Marcelyn successfully sidesteps the pitfalls commonly committed by some of her indie counterpoints …

Marcelyn successfully sidesteps the pitfalls commonly committed by some of her indie counterpoints, such as the poorly crafted, loosely implied aesthetics of the current wave of bedroom popstars, or the psychedelic overindulgence rampant throughout the University City basement circuit. She carries herself with much more self-awareness than the worst offenders on either of those sides. She, nevertheless, fails to escape the sense of self-importance that leads an artist to release such an expansive and eclectic collection of pop songs during an era in which consumers are simply not interested, or capable, of digesting a work of that magnitude.

Clocking in at 46 minutes and change, “This Is Women’s Lib?” pumps out 15 tracks that, while raising the brow of any casual normcore listener, ultimately falls short of keeping my attention throughout. The well-structured and infectious pop bops that she displays on tracks such as the aforementioned “#1 Babe” and “Jealous Heart” seem too few and far between, often times separated by several tracks that present little more than mere motifs and contextless hooks.

“Funny/Not Funny,” for example, sounds like Marcelyn’s best attempt at scoring a Nick Jr. television advertisement. While this is far from a slight, the song’s meandering tone leaves the listener’s head cocked to the side, waiting for the punchline, only to be let down when it doesn’t land. It’s fun. It’s jovial. As a result, it evokes little else from its listener.

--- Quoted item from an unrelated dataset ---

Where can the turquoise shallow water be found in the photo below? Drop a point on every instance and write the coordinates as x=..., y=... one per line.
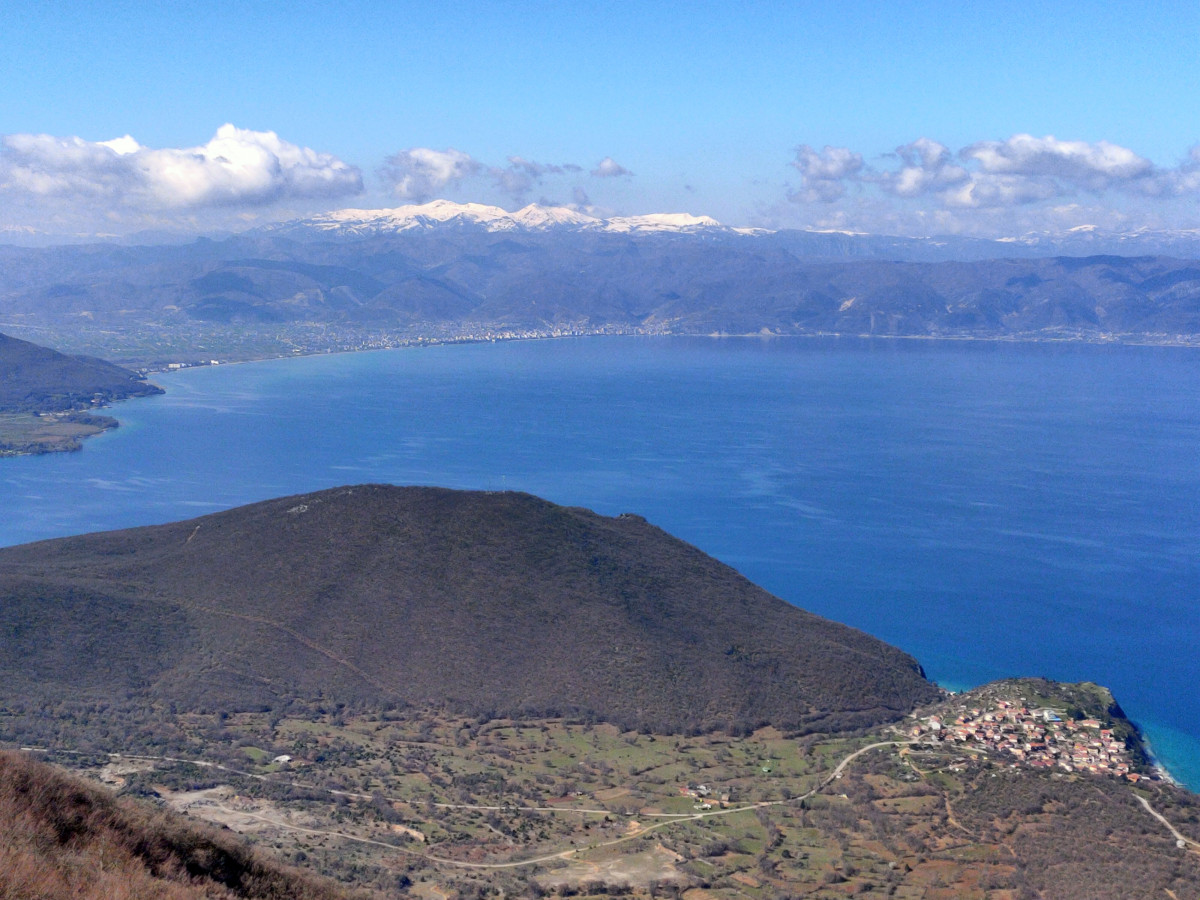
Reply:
x=994, y=509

Overall, “This Is Women’s Lib?” is a mixed bag. Its best songs establish Marcelyn as a promising purveyor of body-positive earworms, while its worst do their best to counter the more emotionally resonant moments with quirky, superfluous ramblings. If Marcelyn was. in fact, dead set on producing a full length record, she could have easily done so without the added fluff and filler on display. All gaffes aside, I am very much looking forward to watching Marcelyn continue her progression and ascension in the Philadelphia indie scene as she inevitably continues to refine her vision and aesthetic. Marcelyn’s music and ethos are undoubtedly some of the more interesting acts to cross my ear in the last couple of years and, I’m certain a few spins of “This Is Women’s Lib?” will leave the listener feeling similarly.